The Formula 1 Miami Grand Prix came to an end. Embiid pumped his fist as Kimi Antonelli became victorious.
Elsewhere in the visitor’s locker room at TD Garden on Saturday evening, Jabari Walker was shadowboxing. Trendon Watford was making a whole lot of noise, with his voice and with a speaker. He messed with everybody he could, from teammates to Sixers staffers to media members. The only person who was not laid back was Paul George, sitting with his feet in an ice bucket and his face repeatedly falling into his hand-held towel as he grappled with an illness and very little sleep.
While the Boston Celtics were ruling out their best player and making panicked changes to their starting lineup, the Sixers were at ease. More importantly, they were ready to enjoy the moment with each other. That, the team would argue, was just as important as locking in on a pick-and-roll coverage or executing an after-timeout play. After the calamity that was their 24-58 campaign last season, the Sixers enjoy a noticeably stronger off-court bond these days.
So, after the biggest win of his basketball life, Tyrese Maxey made sure to shout out a group of players he called the “Bench Mob.” Watford, Walker, Dalen Terry, Johni Broome and Kyle Lowry, he said, kept the spirit of the team high. They talked through the defensive coverages and adjustments they were noticing on the floor with players too winded to process all of it. The Sixers set a benchmark for how many three-point attempts they wanted to take per game in this series, and Maxey said Watford updated the team of its progress at every timeout.
It speaks to something that, even before the Sixers staged a stunning turnaround and won three games in a row – completing the first 3-1 series comeback in franchise history, the 14th in NBA history and the first in the league since 2020 – had become apparent. Nobody that was part of the 2024-25 Sixers wants to say it outright, but that team did not have good chemistry. This team does.
“No shade to the guys that I’ve played with,” Embiid said, “but yeah, this is different. The fight is just there… We’ve had good teams, but this feels pretty different.”
The Sixers put together one of the all-time character wins in the recent history of the franchise on Saturday. Even against a Jayson Tatum-less Boston team that was clearly in scramble mode, they knew the punches would come. And Boston landed two haymakers. Once, the Sixers responded with their offense. Later, it was their defense. Most Sixers teams would not have withstood even one of these blows. The Sixers took all of them in stride, even a disastrous stretch in which their 18-point lead was trimmed to just one.
“The first thing I want to say is that it’s really good for us to go through that, and respond to it,” Sixers head coach Nick Nurse said. “It’s good to have that experience. You know it’s going to be like that in the playoffs. You’re going to be in a tight game and it’s going to be super loud… You just have to play through it. I think we handled it just enough, but I think it’s really good for us to experience it.”

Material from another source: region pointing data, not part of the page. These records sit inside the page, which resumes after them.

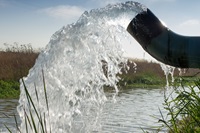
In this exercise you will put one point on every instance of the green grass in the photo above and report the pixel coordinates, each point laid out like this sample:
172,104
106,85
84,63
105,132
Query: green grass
183,107
9,89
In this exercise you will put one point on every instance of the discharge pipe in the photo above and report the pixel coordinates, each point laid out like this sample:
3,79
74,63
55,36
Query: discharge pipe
162,43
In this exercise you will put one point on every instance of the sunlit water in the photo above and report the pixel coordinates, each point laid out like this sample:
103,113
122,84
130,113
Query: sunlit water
71,70
134,110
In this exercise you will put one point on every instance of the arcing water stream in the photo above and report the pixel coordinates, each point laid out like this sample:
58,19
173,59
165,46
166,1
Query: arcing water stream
71,71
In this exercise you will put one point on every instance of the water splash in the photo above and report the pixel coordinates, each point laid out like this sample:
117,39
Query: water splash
72,64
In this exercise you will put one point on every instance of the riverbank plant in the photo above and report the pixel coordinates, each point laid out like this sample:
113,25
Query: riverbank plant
183,107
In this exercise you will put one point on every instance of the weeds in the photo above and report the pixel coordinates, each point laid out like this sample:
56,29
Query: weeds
34,124
183,106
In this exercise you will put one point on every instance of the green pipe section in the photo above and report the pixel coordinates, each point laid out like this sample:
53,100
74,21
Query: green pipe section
162,43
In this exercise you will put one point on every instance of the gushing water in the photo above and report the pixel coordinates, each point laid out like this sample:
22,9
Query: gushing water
80,59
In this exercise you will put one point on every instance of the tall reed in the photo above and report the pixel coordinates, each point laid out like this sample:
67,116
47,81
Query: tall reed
183,107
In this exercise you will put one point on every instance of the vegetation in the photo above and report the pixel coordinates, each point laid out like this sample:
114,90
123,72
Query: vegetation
15,62
183,106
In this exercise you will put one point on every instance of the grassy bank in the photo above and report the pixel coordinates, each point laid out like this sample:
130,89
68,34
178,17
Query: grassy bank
16,61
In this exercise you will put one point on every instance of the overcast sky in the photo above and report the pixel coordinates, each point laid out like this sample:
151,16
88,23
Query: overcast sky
34,21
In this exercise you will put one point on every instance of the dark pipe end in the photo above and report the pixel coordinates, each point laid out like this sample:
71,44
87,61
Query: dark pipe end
144,27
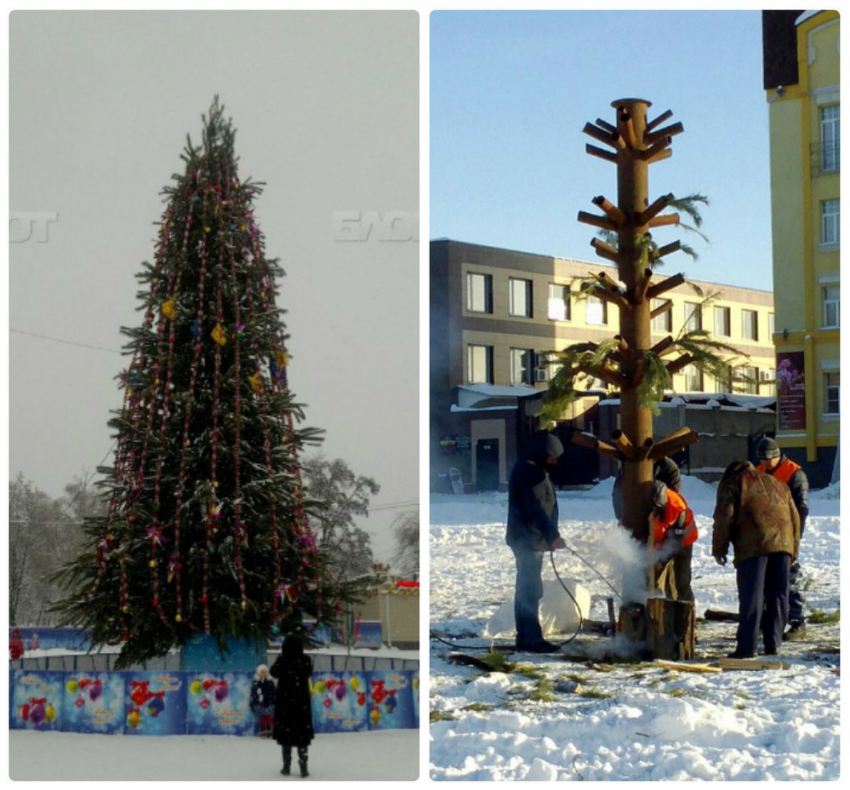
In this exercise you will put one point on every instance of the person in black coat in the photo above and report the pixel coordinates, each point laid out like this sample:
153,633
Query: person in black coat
532,530
293,713
263,694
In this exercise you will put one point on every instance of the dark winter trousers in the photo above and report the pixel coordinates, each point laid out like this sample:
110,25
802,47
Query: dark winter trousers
762,585
302,758
796,600
529,591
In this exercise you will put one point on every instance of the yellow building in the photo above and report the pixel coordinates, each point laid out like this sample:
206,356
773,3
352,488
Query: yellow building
801,78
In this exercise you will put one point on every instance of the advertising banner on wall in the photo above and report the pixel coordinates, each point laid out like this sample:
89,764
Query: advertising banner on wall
94,702
391,700
218,703
36,700
154,703
791,390
339,701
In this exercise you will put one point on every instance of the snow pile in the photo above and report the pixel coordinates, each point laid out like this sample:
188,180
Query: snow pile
568,720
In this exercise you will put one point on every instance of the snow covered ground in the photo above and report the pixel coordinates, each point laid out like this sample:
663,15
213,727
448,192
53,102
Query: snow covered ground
376,755
558,718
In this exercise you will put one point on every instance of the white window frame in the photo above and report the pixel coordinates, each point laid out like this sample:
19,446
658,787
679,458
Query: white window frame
835,400
487,279
598,304
488,363
830,138
727,313
512,307
663,322
693,314
750,324
831,306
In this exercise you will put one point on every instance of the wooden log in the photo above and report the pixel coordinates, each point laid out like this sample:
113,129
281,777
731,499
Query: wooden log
671,628
659,120
597,222
614,213
605,250
664,219
598,134
654,291
655,208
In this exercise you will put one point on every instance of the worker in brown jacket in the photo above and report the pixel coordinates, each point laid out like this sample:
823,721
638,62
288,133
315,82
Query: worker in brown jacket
755,513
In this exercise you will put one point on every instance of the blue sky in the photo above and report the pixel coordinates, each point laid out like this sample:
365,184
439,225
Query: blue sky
511,92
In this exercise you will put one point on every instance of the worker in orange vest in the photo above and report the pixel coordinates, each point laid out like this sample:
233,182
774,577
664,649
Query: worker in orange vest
774,463
674,533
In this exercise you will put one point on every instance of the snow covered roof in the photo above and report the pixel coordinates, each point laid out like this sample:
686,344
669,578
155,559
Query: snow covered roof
497,391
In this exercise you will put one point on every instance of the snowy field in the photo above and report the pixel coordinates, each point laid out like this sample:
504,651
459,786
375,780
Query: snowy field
46,756
555,717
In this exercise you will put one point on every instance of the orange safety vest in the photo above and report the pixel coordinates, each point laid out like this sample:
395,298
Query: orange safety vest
676,505
784,472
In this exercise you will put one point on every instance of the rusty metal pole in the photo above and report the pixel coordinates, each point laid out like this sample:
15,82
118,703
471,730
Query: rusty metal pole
635,322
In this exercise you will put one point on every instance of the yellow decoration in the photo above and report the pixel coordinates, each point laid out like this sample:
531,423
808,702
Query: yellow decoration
219,335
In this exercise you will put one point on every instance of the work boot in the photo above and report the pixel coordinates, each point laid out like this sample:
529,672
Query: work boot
795,632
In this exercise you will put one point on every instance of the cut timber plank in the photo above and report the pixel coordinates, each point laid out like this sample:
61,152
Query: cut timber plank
682,666
751,664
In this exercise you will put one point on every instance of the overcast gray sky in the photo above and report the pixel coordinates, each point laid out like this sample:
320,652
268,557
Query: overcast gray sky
327,110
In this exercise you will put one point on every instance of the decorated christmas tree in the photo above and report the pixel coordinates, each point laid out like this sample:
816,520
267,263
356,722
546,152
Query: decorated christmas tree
207,528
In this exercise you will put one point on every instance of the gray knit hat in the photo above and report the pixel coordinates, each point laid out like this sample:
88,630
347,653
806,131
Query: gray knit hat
767,449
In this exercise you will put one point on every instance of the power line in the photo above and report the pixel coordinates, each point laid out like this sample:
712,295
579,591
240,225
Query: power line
65,342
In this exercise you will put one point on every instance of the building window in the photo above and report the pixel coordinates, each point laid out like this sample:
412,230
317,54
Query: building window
597,310
722,321
520,297
749,379
479,292
832,391
749,324
522,366
831,222
830,138
480,364
693,379
559,302
663,322
693,316
831,307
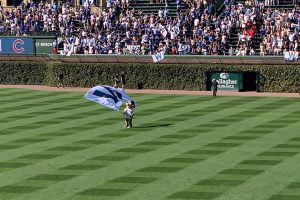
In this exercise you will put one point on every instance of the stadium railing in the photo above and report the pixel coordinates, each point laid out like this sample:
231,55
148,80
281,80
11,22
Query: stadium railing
169,59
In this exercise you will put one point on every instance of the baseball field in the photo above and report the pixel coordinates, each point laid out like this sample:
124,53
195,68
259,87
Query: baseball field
59,146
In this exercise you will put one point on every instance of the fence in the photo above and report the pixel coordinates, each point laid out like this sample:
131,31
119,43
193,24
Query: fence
169,59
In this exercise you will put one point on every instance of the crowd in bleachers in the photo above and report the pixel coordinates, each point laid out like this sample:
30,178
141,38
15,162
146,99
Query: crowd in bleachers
120,29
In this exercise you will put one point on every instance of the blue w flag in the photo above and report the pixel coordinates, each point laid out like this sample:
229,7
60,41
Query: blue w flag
87,3
108,96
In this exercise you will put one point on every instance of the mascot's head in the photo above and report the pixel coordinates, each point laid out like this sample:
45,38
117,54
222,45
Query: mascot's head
128,104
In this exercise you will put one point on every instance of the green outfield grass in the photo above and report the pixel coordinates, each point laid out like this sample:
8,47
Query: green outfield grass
56,145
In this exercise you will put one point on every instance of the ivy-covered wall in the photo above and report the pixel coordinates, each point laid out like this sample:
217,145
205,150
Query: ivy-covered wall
275,78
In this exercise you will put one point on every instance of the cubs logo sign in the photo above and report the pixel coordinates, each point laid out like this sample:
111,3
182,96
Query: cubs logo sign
18,46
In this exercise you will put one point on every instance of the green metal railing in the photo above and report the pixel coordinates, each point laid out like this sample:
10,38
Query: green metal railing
169,59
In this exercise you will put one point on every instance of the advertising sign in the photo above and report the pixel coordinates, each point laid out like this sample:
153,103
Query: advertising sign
44,45
16,45
228,81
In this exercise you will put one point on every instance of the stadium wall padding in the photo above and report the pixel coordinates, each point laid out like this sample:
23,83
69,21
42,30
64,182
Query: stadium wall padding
272,78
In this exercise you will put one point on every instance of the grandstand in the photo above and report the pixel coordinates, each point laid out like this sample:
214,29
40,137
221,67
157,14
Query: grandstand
145,27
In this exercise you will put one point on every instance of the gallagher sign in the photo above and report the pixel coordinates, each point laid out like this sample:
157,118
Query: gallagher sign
228,81
16,45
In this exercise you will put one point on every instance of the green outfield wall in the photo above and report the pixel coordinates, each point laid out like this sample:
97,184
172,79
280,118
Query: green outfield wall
270,78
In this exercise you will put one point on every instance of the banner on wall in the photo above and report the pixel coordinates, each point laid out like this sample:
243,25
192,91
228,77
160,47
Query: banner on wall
16,45
227,81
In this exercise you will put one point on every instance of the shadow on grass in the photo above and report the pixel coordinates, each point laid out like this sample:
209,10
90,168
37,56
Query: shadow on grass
154,125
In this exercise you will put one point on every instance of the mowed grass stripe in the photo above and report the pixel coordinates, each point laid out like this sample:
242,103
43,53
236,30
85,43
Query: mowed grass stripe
90,107
102,177
79,135
263,142
184,111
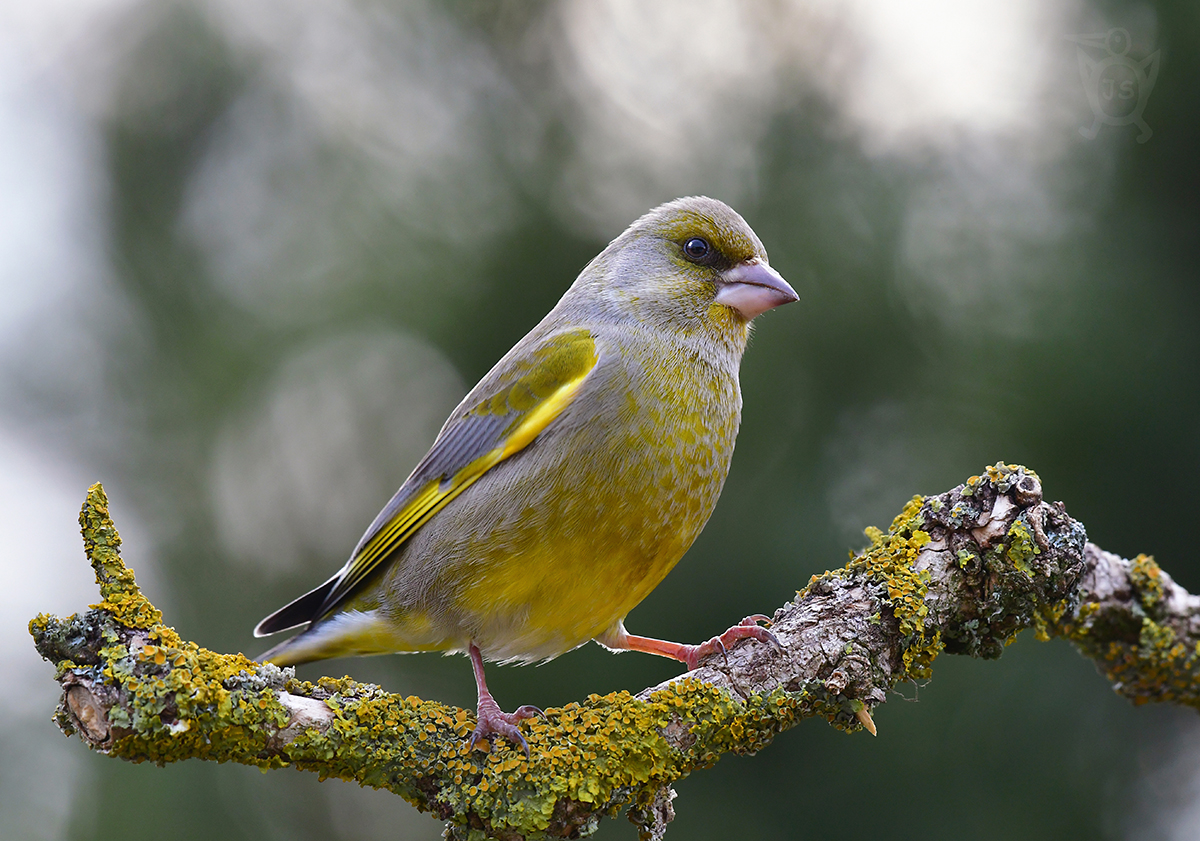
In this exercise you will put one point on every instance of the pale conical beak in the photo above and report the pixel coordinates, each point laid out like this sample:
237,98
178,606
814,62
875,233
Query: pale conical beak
753,288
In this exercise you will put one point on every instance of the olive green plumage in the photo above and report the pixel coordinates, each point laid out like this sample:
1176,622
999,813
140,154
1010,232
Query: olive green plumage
580,469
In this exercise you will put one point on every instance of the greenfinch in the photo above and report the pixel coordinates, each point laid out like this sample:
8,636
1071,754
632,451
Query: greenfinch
573,478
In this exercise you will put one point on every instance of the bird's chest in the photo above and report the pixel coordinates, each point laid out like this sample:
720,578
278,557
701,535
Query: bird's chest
671,444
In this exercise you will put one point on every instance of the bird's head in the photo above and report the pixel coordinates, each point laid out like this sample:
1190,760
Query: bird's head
693,265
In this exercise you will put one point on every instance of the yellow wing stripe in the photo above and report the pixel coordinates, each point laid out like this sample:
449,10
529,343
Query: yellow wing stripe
431,499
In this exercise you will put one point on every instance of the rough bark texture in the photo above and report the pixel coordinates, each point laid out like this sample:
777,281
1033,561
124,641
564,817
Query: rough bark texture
963,572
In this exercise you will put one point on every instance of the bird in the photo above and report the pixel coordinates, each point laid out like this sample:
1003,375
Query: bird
573,478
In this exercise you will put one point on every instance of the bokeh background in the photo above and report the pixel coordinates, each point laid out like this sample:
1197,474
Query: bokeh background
251,253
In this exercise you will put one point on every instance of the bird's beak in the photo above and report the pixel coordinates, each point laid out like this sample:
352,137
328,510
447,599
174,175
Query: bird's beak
753,288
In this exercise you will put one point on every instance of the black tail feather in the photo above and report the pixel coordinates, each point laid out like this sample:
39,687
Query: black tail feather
300,612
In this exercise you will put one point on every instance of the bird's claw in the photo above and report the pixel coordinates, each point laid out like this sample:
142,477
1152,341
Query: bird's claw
747,629
495,722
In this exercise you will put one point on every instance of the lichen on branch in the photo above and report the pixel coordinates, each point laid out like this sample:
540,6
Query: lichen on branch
960,572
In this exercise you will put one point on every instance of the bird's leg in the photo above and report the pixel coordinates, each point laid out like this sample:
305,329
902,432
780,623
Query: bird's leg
691,655
491,720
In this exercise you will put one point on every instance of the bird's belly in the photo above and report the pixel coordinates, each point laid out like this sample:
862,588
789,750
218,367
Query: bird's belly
569,556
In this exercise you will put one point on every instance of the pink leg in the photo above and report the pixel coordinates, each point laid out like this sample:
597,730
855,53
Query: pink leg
491,720
691,655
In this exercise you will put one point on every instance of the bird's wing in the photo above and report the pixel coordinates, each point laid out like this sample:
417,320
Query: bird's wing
515,403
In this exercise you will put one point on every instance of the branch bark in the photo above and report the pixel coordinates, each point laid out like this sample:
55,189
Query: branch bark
960,572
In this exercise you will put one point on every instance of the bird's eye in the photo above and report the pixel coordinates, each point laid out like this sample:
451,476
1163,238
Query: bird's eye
696,248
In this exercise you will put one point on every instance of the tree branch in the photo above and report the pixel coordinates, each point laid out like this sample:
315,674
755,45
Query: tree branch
963,572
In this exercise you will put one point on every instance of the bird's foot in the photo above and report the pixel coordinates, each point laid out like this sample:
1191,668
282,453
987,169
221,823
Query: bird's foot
747,629
492,721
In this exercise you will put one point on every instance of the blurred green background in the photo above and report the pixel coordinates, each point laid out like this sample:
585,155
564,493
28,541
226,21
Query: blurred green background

This team never looked like the one that was going to be able to muster these mature moments time and time again. Six days before conquering the Celtics once and for all, these same Sixers looked dead in the water. Embiid came back for Game 4, but the Sixers got blown out. What has transpired since has been hard to understand – except for the players themselves, whose regular-season comments about needing to establish more continuity incited eye-rolls.
They believed and they were right. And, Maxey said, the fact that this team experiences a genuine camaraderie has contributed to that steadfast belief.
“You know, we’ve had this weird swag about us all year. Like, this confidence and just the fact that we know who we can be, we know who we are,” Maxey said. “I kind of said it early on [at] Media Day: This team is going to fight every single night, and we’ve done that. We’ve gotten beat a couple times pretty bad, and that just happens in this league. But we never wavered. We always believed in each other, and I think I’ve been saying this all year, we really, really, really like each other. This group really likes each other and likes to see each other succeed, and that’s big-time.”